Using high resolution imaging histological brain specimens from patients with MS and non-neurological/non-MS controls, we explored molecular changes underpinning imbalanced interaction between axon and myelin in normal appearing white matter (NAWM), a region characterized by normal myelination and absent inflammatory activity.

Results

In MS brains, we detected blister-like swellings formed by myelin detachment from axons, which were substantially less frequently retrieved in non-neurological/non-MS controls. Swellings in MS NAWM presented altered glutamate receptor expression, myelin associated glycoprotein (MAG) distribution, and lipid biochemical composition of myelin sheaths.
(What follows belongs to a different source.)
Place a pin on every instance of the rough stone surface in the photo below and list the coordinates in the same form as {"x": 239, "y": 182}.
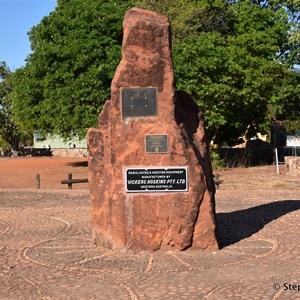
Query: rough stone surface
{"x": 150, "y": 221}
Changes in tethering protein expression, widening of nodes of Ranvier and altered distribution of sodium channels in nodal regions of otherwise normally myelinated axons were also present in MS NAWM. Finally, we demonstrate a significant increase, compared with controls, in citrullinated proteins in myelin of MS cases, pointing toward biochemical modifications that may amplify the immunogenicity of MS myelin.

Interpretation

Collectively, the impaired interaction of myelin and axons potentially leads to myelin disintegration. Conceptually, the ensuing release of (post-translationally modified) myelin antigens may elicit a subsequent immune attack in MS.